Страстный, пламенный, чувствительный юноша решился быть поэтом: удивитесь по крайней мере его отважности! Он прочел опыты тех своих предшественников, которых смерть скосила не созревших или которым страсти, судьба и люди оборвали наконец крылия. Он бродил между их творениями, между сими дикими развалинами пышного недостроенного храма. Может быть, избыток дарования погубил их; может быть, они были бы бессмертны, если бы было слабее пламя, пылавшее в их персях! Он знает все это, знает, что его ожидают труды Алкидовы, клевета, гонения, бедность, презрение, зависть, предательство, ненависть — ненависть самых друзей его и покровителей, ибо он не исполнит их требований и уничтожит все расчеты и надежды их! Умри он с голоду, пожмут плечьми и скажут: мы это предвидели! И пусть благодарят их все поэты времен настоящего, минувшего и будущего, если не прибавят: ничто же ему! Юноша-гений знает все это — и решается быть поэтом.

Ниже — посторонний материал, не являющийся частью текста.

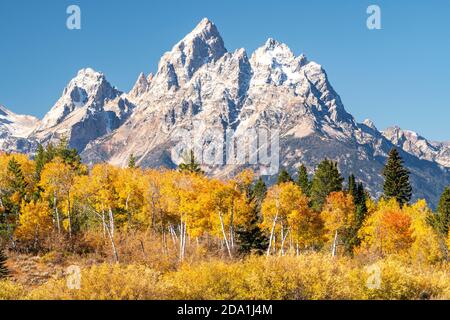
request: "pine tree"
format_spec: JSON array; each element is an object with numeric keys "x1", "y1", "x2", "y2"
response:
[
  {"x1": 128, "y1": 153, "x2": 137, "y2": 169},
  {"x1": 297, "y1": 164, "x2": 311, "y2": 196},
  {"x1": 34, "y1": 144, "x2": 46, "y2": 181},
  {"x1": 0, "y1": 248, "x2": 8, "y2": 279},
  {"x1": 7, "y1": 158, "x2": 28, "y2": 201},
  {"x1": 178, "y1": 150, "x2": 204, "y2": 174},
  {"x1": 277, "y1": 168, "x2": 293, "y2": 184},
  {"x1": 382, "y1": 148, "x2": 412, "y2": 207},
  {"x1": 346, "y1": 181, "x2": 368, "y2": 253},
  {"x1": 252, "y1": 177, "x2": 267, "y2": 207},
  {"x1": 236, "y1": 179, "x2": 269, "y2": 255},
  {"x1": 430, "y1": 187, "x2": 450, "y2": 238},
  {"x1": 236, "y1": 210, "x2": 268, "y2": 255},
  {"x1": 347, "y1": 174, "x2": 357, "y2": 195},
  {"x1": 55, "y1": 138, "x2": 81, "y2": 168},
  {"x1": 310, "y1": 159, "x2": 344, "y2": 211}
]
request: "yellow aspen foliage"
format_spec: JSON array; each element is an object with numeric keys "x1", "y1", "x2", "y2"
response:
[
  {"x1": 358, "y1": 198, "x2": 413, "y2": 256},
  {"x1": 447, "y1": 228, "x2": 450, "y2": 253},
  {"x1": 113, "y1": 167, "x2": 144, "y2": 222},
  {"x1": 321, "y1": 191, "x2": 355, "y2": 256},
  {"x1": 15, "y1": 200, "x2": 53, "y2": 242},
  {"x1": 136, "y1": 169, "x2": 165, "y2": 229},
  {"x1": 262, "y1": 182, "x2": 315, "y2": 255},
  {"x1": 405, "y1": 200, "x2": 444, "y2": 263},
  {"x1": 0, "y1": 153, "x2": 35, "y2": 205},
  {"x1": 39, "y1": 157, "x2": 76, "y2": 234}
]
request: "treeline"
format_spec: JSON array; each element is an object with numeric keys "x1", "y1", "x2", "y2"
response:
[{"x1": 0, "y1": 143, "x2": 449, "y2": 273}]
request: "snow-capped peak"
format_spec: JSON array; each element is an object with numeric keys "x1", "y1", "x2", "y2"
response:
[
  {"x1": 151, "y1": 18, "x2": 227, "y2": 90},
  {"x1": 255, "y1": 38, "x2": 297, "y2": 64},
  {"x1": 37, "y1": 68, "x2": 121, "y2": 131},
  {"x1": 362, "y1": 118, "x2": 377, "y2": 130},
  {"x1": 129, "y1": 72, "x2": 149, "y2": 98},
  {"x1": 0, "y1": 104, "x2": 39, "y2": 138}
]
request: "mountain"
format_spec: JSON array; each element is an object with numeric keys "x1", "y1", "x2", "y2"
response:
[
  {"x1": 79, "y1": 18, "x2": 450, "y2": 207},
  {"x1": 31, "y1": 68, "x2": 136, "y2": 151},
  {"x1": 0, "y1": 104, "x2": 39, "y2": 152},
  {"x1": 1, "y1": 18, "x2": 449, "y2": 207},
  {"x1": 382, "y1": 126, "x2": 450, "y2": 168}
]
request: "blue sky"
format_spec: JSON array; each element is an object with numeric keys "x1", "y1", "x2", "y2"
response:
[{"x1": 0, "y1": 0, "x2": 449, "y2": 140}]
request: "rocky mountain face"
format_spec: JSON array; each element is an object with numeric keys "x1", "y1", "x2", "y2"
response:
[
  {"x1": 0, "y1": 104, "x2": 39, "y2": 153},
  {"x1": 1, "y1": 18, "x2": 449, "y2": 207},
  {"x1": 382, "y1": 126, "x2": 450, "y2": 168},
  {"x1": 31, "y1": 68, "x2": 136, "y2": 151}
]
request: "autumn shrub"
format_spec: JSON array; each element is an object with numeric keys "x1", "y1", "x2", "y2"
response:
[
  {"x1": 163, "y1": 253, "x2": 366, "y2": 300},
  {"x1": 25, "y1": 254, "x2": 450, "y2": 300},
  {"x1": 0, "y1": 281, "x2": 26, "y2": 300},
  {"x1": 365, "y1": 256, "x2": 450, "y2": 300},
  {"x1": 30, "y1": 264, "x2": 165, "y2": 300}
]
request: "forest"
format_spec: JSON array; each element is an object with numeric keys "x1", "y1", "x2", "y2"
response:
[{"x1": 0, "y1": 141, "x2": 449, "y2": 300}]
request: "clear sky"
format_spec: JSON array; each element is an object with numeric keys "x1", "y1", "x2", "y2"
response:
[{"x1": 0, "y1": 0, "x2": 449, "y2": 140}]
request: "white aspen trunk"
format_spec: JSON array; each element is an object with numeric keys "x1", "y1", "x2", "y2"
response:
[
  {"x1": 95, "y1": 211, "x2": 119, "y2": 263},
  {"x1": 54, "y1": 192, "x2": 61, "y2": 234},
  {"x1": 182, "y1": 223, "x2": 187, "y2": 259},
  {"x1": 219, "y1": 212, "x2": 232, "y2": 258},
  {"x1": 266, "y1": 211, "x2": 278, "y2": 256},
  {"x1": 281, "y1": 228, "x2": 290, "y2": 256},
  {"x1": 296, "y1": 240, "x2": 300, "y2": 256},
  {"x1": 109, "y1": 206, "x2": 114, "y2": 238},
  {"x1": 332, "y1": 230, "x2": 338, "y2": 257},
  {"x1": 67, "y1": 196, "x2": 72, "y2": 238},
  {"x1": 273, "y1": 234, "x2": 277, "y2": 255},
  {"x1": 169, "y1": 225, "x2": 177, "y2": 244},
  {"x1": 179, "y1": 220, "x2": 184, "y2": 262},
  {"x1": 125, "y1": 194, "x2": 130, "y2": 212}
]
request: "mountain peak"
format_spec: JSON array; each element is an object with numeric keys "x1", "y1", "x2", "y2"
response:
[
  {"x1": 253, "y1": 38, "x2": 296, "y2": 64},
  {"x1": 152, "y1": 18, "x2": 227, "y2": 89},
  {"x1": 37, "y1": 68, "x2": 121, "y2": 131},
  {"x1": 76, "y1": 67, "x2": 102, "y2": 77},
  {"x1": 190, "y1": 17, "x2": 215, "y2": 34},
  {"x1": 362, "y1": 118, "x2": 377, "y2": 130},
  {"x1": 264, "y1": 38, "x2": 283, "y2": 49},
  {"x1": 129, "y1": 72, "x2": 149, "y2": 98},
  {"x1": 0, "y1": 104, "x2": 40, "y2": 138}
]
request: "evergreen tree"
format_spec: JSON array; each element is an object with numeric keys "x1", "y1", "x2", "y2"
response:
[
  {"x1": 34, "y1": 144, "x2": 46, "y2": 181},
  {"x1": 355, "y1": 183, "x2": 368, "y2": 222},
  {"x1": 297, "y1": 164, "x2": 311, "y2": 196},
  {"x1": 55, "y1": 138, "x2": 81, "y2": 168},
  {"x1": 7, "y1": 158, "x2": 27, "y2": 201},
  {"x1": 310, "y1": 159, "x2": 344, "y2": 211},
  {"x1": 382, "y1": 148, "x2": 412, "y2": 207},
  {"x1": 128, "y1": 153, "x2": 137, "y2": 169},
  {"x1": 236, "y1": 179, "x2": 268, "y2": 255},
  {"x1": 346, "y1": 181, "x2": 368, "y2": 253},
  {"x1": 236, "y1": 211, "x2": 268, "y2": 255},
  {"x1": 252, "y1": 177, "x2": 267, "y2": 207},
  {"x1": 347, "y1": 174, "x2": 357, "y2": 195},
  {"x1": 178, "y1": 150, "x2": 204, "y2": 174},
  {"x1": 277, "y1": 168, "x2": 293, "y2": 184},
  {"x1": 430, "y1": 187, "x2": 450, "y2": 238},
  {"x1": 0, "y1": 248, "x2": 9, "y2": 279}
]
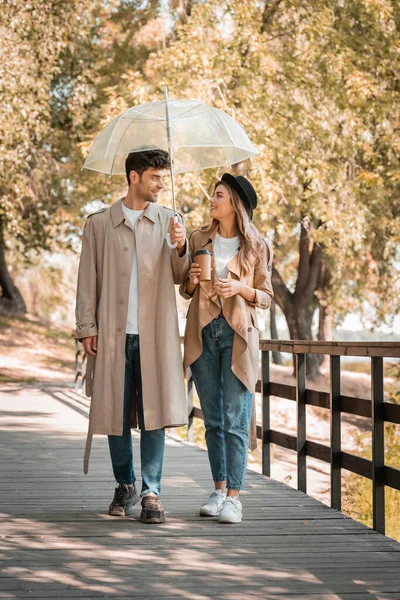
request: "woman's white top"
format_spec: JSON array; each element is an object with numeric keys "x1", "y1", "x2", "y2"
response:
[{"x1": 213, "y1": 232, "x2": 240, "y2": 278}]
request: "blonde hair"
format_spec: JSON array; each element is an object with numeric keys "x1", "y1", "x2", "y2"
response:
[{"x1": 201, "y1": 181, "x2": 263, "y2": 277}]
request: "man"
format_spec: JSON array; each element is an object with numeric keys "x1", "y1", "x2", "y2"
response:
[{"x1": 75, "y1": 149, "x2": 190, "y2": 524}]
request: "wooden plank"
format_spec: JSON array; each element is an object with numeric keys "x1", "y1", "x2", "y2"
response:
[
  {"x1": 385, "y1": 466, "x2": 400, "y2": 492},
  {"x1": 1, "y1": 384, "x2": 400, "y2": 600}
]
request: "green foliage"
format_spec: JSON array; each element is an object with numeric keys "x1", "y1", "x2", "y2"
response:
[
  {"x1": 95, "y1": 0, "x2": 400, "y2": 327},
  {"x1": 0, "y1": 0, "x2": 164, "y2": 264}
]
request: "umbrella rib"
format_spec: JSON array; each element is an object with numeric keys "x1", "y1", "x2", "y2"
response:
[
  {"x1": 102, "y1": 116, "x2": 123, "y2": 161},
  {"x1": 212, "y1": 109, "x2": 237, "y2": 151},
  {"x1": 165, "y1": 102, "x2": 204, "y2": 120},
  {"x1": 120, "y1": 102, "x2": 205, "y2": 123},
  {"x1": 109, "y1": 118, "x2": 136, "y2": 175},
  {"x1": 206, "y1": 119, "x2": 232, "y2": 168}
]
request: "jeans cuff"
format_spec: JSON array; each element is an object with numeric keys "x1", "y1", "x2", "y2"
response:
[
  {"x1": 227, "y1": 485, "x2": 243, "y2": 491},
  {"x1": 141, "y1": 489, "x2": 159, "y2": 497},
  {"x1": 213, "y1": 477, "x2": 227, "y2": 482},
  {"x1": 117, "y1": 479, "x2": 136, "y2": 485}
]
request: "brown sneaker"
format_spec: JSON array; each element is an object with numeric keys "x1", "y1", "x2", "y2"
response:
[
  {"x1": 108, "y1": 483, "x2": 139, "y2": 517},
  {"x1": 140, "y1": 494, "x2": 166, "y2": 524}
]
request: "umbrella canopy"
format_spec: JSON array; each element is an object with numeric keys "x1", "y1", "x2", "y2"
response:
[{"x1": 83, "y1": 99, "x2": 258, "y2": 176}]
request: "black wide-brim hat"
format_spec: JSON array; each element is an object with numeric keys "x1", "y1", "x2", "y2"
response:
[{"x1": 221, "y1": 173, "x2": 257, "y2": 220}]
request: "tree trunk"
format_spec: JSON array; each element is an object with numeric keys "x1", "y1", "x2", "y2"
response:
[
  {"x1": 316, "y1": 264, "x2": 333, "y2": 369},
  {"x1": 281, "y1": 300, "x2": 321, "y2": 380},
  {"x1": 271, "y1": 217, "x2": 324, "y2": 381},
  {"x1": 270, "y1": 299, "x2": 283, "y2": 365},
  {"x1": 317, "y1": 303, "x2": 333, "y2": 370},
  {"x1": 0, "y1": 217, "x2": 26, "y2": 314}
]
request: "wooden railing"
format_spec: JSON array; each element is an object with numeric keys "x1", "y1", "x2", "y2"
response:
[
  {"x1": 74, "y1": 337, "x2": 400, "y2": 535},
  {"x1": 187, "y1": 340, "x2": 400, "y2": 536}
]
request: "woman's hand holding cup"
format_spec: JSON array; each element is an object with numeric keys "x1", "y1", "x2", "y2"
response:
[{"x1": 189, "y1": 262, "x2": 202, "y2": 286}]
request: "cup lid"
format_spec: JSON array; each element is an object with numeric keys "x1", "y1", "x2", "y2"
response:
[{"x1": 194, "y1": 250, "x2": 212, "y2": 256}]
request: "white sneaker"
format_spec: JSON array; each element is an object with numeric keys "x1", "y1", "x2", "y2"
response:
[
  {"x1": 218, "y1": 496, "x2": 243, "y2": 524},
  {"x1": 199, "y1": 490, "x2": 227, "y2": 517}
]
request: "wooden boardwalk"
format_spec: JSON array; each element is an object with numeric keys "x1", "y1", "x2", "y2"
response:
[{"x1": 1, "y1": 384, "x2": 400, "y2": 600}]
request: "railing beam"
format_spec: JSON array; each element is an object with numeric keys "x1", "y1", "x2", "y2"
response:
[
  {"x1": 372, "y1": 356, "x2": 385, "y2": 534},
  {"x1": 330, "y1": 355, "x2": 341, "y2": 511},
  {"x1": 296, "y1": 353, "x2": 307, "y2": 493},
  {"x1": 262, "y1": 350, "x2": 271, "y2": 477}
]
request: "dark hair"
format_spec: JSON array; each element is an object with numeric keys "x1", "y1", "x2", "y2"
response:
[{"x1": 125, "y1": 149, "x2": 170, "y2": 185}]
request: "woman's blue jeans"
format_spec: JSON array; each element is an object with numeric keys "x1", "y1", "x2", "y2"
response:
[
  {"x1": 108, "y1": 334, "x2": 165, "y2": 496},
  {"x1": 190, "y1": 317, "x2": 253, "y2": 490}
]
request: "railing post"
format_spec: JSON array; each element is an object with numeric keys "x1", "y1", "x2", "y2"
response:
[
  {"x1": 372, "y1": 356, "x2": 385, "y2": 534},
  {"x1": 187, "y1": 367, "x2": 194, "y2": 443},
  {"x1": 296, "y1": 353, "x2": 307, "y2": 493},
  {"x1": 262, "y1": 350, "x2": 271, "y2": 477},
  {"x1": 330, "y1": 355, "x2": 341, "y2": 510}
]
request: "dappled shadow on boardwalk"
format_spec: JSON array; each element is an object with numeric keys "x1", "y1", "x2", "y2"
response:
[{"x1": 0, "y1": 385, "x2": 400, "y2": 599}]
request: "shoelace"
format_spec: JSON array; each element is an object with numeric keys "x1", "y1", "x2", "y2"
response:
[
  {"x1": 143, "y1": 495, "x2": 161, "y2": 510},
  {"x1": 203, "y1": 491, "x2": 223, "y2": 505},
  {"x1": 224, "y1": 497, "x2": 241, "y2": 513},
  {"x1": 114, "y1": 484, "x2": 130, "y2": 504}
]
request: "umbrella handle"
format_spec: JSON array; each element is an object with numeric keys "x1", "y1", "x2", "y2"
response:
[{"x1": 166, "y1": 215, "x2": 178, "y2": 249}]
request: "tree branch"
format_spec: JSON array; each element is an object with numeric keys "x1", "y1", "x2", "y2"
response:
[
  {"x1": 272, "y1": 266, "x2": 293, "y2": 315},
  {"x1": 295, "y1": 221, "x2": 311, "y2": 297},
  {"x1": 304, "y1": 241, "x2": 323, "y2": 302},
  {"x1": 261, "y1": 0, "x2": 284, "y2": 34}
]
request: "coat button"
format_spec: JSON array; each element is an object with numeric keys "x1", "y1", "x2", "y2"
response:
[
  {"x1": 119, "y1": 299, "x2": 124, "y2": 304},
  {"x1": 123, "y1": 246, "x2": 128, "y2": 251},
  {"x1": 121, "y1": 272, "x2": 126, "y2": 277},
  {"x1": 248, "y1": 327, "x2": 252, "y2": 332},
  {"x1": 117, "y1": 327, "x2": 122, "y2": 332}
]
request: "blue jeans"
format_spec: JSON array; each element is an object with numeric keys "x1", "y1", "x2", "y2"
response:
[
  {"x1": 190, "y1": 317, "x2": 253, "y2": 490},
  {"x1": 108, "y1": 334, "x2": 165, "y2": 496}
]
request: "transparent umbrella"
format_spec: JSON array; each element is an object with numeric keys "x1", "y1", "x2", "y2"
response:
[{"x1": 83, "y1": 87, "x2": 258, "y2": 247}]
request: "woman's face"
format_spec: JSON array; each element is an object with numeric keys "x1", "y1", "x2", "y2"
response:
[{"x1": 209, "y1": 184, "x2": 236, "y2": 221}]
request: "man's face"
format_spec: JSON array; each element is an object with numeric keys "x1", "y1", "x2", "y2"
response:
[{"x1": 133, "y1": 168, "x2": 166, "y2": 203}]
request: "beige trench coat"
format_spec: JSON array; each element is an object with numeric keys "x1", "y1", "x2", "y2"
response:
[
  {"x1": 179, "y1": 228, "x2": 273, "y2": 450},
  {"x1": 75, "y1": 199, "x2": 190, "y2": 473}
]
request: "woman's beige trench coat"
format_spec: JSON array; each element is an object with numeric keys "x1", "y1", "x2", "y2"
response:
[
  {"x1": 179, "y1": 228, "x2": 274, "y2": 450},
  {"x1": 75, "y1": 199, "x2": 190, "y2": 473}
]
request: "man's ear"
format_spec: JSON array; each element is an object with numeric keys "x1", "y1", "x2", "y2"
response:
[{"x1": 129, "y1": 170, "x2": 139, "y2": 185}]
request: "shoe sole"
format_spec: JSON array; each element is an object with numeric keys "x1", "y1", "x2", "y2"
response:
[
  {"x1": 108, "y1": 490, "x2": 140, "y2": 517},
  {"x1": 219, "y1": 516, "x2": 242, "y2": 524},
  {"x1": 200, "y1": 509, "x2": 220, "y2": 517},
  {"x1": 140, "y1": 514, "x2": 166, "y2": 524},
  {"x1": 140, "y1": 513, "x2": 165, "y2": 525}
]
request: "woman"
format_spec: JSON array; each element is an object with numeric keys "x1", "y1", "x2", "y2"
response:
[{"x1": 180, "y1": 173, "x2": 273, "y2": 524}]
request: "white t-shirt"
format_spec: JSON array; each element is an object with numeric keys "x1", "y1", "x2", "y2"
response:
[
  {"x1": 122, "y1": 203, "x2": 144, "y2": 334},
  {"x1": 213, "y1": 232, "x2": 240, "y2": 278}
]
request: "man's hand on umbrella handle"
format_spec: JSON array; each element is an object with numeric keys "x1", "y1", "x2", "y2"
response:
[
  {"x1": 170, "y1": 217, "x2": 186, "y2": 249},
  {"x1": 83, "y1": 336, "x2": 97, "y2": 357}
]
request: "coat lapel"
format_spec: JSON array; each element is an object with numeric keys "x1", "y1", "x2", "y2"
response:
[{"x1": 227, "y1": 254, "x2": 241, "y2": 279}]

В обществе живописец говорит: «Я живописец», купец: «Я купец», и бестолковый барин: «Я князь такой-то!» — и притом надувает подзобок, нос возносит к небесам и не замечает смиренных поклонов своих ласкателей! Скажи поэт: «Я поэт» — и со всех сторон подымется громкий хохот. «Почему?» — спросил я однажды двух моих знакомых; они оба утверждали, что свет совершенно прав, но долго не могли доказать, почему он прав. Бившись с четверть часа, наконец один из них сказал вполголоса: «C'est comme qui dirait, je suis vertueux!».[132].

Мы замолчали. Не знаю, чувствовал ли мой приятель всю силу, весь вес своего золотого изречения!

«Поэзия есть добродетель!»[133] — говорит и Жуковский; но чернь вправе не поверить поэту Жуковскому. В устах же человека вовсе непоэтического это: «Comme qui dirait!» — неоцененно! Повторим же: поэзия есть добродетель, и душа вдохновенная сохраняет в самом падении любовь к добродетели, в самых пороках она ищет великого; ее заблуждения подобны грозному водопаду, извержениям Везувия и рокоту грома небесного: они разрушают, но в то же время изумляют и возбуждают благоговение! Но не всякий даже хороший стихотворец может назваться поэтом; напротив, всякий муж необыкновенный, с сильными страстями, пролагающий себе свой собственный путь в мире, — есть уже поэт, если бы он и никогда не писывал стихов и даже не учился грамоте. Аттила и Говард[134] такие же поэты, как Руссо, Жан Поль и Байрон! Буало великий стихотворец, а гг. Ф. и Ц.[135] врали, несмотря на рифмы и глупость произведений их. Вернейший признак души поэтической — страсть к высокому и прекрасному; для холодного, для вялого, для сердца испорченного необходимы правила, как цепь для злой собаки, а хлыст для ленивой лошади; но поэт действует по вдохновению и столь же мало гордится своею жизнию, как своими творениями, ибо чувствует, что все ему данное есть дар свыше, а он только бренный сосуд той божественной силы, которая обновляет и возрождает человечество!

ОТРЫВКИ ИЗ ПУТЕШЕСТВИЯ ПО ЮЖНОЙ ФРАНЦИИ

14 (26) февраля <1821>. Тулон.

Видно, что богиня Массилия, прощаясь со мною, хотела мне сказать: «Не помяни лихом!».

Вчерашнее утро, мое последнее в Марселе, я провел очень приятно. А. Л. выехал еще до рассвета; доктор и я вслед за ним, в два часа пополудни.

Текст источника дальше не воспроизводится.